I never did the Open to earn a place anyway.  I did it because it seemed fun, and it was. I had a blast.  It was nerve-wracking yet low-key. It was far more challenging than I had expected and yet I was done in just a few minutes each time.  I didn’t prepare for any of it and yet everything was familiar.

• What would I have done differently? Nothing. Maybe if I give an answer, it’s “I should’ve been stronger.” But that’s not something I can, like, prepare for on short notice.  Know what I mean?  It’s a long-term goal. I’m working on it.

• Is the Open within the reach of a low-level CrossFitter like me? This is a big question I thought about a lot. It’s another big reason why I wanted to do this. When I first heard about the Open I thought it was for elites only. It was a surprise that a schmoe like me could actually (a) sign up and (b) score a few points.

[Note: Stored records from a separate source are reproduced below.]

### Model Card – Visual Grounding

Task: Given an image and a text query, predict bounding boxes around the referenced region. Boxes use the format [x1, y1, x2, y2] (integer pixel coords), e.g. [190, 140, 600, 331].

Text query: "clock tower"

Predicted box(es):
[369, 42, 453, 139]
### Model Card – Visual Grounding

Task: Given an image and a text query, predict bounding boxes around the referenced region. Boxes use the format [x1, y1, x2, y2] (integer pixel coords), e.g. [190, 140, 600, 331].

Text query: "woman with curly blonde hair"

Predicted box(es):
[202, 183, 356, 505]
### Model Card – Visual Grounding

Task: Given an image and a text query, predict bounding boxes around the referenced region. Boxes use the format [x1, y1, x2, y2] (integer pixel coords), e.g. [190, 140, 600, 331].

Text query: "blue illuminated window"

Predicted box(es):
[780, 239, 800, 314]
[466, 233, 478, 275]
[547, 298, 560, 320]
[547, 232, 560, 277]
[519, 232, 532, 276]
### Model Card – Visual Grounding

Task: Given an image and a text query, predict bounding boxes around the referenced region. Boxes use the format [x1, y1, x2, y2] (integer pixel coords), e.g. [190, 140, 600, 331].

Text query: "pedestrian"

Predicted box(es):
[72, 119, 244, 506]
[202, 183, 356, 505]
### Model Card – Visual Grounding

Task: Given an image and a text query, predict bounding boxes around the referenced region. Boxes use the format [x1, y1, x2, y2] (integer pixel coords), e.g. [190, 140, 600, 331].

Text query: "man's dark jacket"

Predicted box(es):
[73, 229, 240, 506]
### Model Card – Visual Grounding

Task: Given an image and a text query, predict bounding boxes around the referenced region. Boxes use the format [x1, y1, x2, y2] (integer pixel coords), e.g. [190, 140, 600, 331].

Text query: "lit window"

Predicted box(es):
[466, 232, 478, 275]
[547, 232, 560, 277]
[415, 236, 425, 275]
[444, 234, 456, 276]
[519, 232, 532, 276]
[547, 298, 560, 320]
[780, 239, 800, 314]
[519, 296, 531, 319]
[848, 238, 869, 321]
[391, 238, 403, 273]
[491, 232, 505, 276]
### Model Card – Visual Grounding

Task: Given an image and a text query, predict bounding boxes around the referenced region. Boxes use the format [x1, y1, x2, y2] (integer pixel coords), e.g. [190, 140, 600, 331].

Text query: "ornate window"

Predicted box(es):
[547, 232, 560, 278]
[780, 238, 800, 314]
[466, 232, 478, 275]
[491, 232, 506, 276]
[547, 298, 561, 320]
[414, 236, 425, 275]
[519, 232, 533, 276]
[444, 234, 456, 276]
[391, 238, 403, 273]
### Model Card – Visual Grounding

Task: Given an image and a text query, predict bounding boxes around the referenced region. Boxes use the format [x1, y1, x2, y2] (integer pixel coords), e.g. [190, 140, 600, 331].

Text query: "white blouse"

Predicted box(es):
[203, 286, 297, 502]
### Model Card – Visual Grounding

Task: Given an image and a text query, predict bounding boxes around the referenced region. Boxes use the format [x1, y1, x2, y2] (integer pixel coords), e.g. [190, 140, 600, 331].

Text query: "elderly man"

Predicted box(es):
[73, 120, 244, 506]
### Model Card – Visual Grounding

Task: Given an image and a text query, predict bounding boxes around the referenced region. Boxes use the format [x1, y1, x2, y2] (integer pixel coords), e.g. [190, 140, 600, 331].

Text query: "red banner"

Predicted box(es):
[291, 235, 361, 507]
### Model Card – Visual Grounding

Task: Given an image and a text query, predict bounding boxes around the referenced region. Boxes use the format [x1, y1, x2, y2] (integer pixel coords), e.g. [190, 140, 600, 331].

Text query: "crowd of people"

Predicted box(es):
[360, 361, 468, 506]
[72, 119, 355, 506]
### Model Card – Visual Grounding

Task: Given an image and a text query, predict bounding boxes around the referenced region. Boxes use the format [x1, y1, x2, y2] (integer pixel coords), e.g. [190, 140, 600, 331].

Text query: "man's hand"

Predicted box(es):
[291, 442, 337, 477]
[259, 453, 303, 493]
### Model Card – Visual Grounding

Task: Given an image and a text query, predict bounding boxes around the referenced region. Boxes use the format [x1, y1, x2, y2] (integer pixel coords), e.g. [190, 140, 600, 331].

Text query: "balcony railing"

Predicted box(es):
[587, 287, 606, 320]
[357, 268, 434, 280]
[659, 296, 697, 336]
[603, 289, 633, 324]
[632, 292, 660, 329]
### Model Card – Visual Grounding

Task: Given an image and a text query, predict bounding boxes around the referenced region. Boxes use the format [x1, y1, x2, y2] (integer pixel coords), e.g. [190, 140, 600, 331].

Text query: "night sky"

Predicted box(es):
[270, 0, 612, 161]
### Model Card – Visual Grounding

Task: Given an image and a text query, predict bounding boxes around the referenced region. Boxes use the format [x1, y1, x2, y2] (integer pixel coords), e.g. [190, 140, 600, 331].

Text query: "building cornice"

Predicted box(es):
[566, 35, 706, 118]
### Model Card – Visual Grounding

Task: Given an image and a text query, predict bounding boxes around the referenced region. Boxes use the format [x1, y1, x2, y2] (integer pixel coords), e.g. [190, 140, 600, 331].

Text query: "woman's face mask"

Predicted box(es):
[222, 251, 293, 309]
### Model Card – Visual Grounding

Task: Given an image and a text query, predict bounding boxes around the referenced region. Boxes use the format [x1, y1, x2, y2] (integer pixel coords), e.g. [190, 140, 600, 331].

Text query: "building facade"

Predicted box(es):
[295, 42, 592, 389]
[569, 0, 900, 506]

I’m conflicted. I’m a little let down that all of it was on the cusp of what I can do and some of it was well beyond me, to the point where 13.4 I flat-out couldn’t do. Same deal with Nik — she got shut out of 13.4 much to her disappointment. Then again the Open would have been pointless if it wasn’t challenging. They should at least set the bar high enough so that you can’t just fucking step over it for god’s sake.

• Would I do the Open again? Oh yes. By next year I want to be bigger and stronger and more capable of doing awesome shit. I don’t ever plan on being good enough to matter, but I plan on being able at least to attempt and finish all 5 workouts and not have to drop out because I’m weak sauce. Put that on a T-shirt. Or one of those goofy inspirational quote-image things all over Facebook.

weaksauce

  1. One thing I like about weightlifting is all the terms that are unintentionally filthy. As you may have noticed.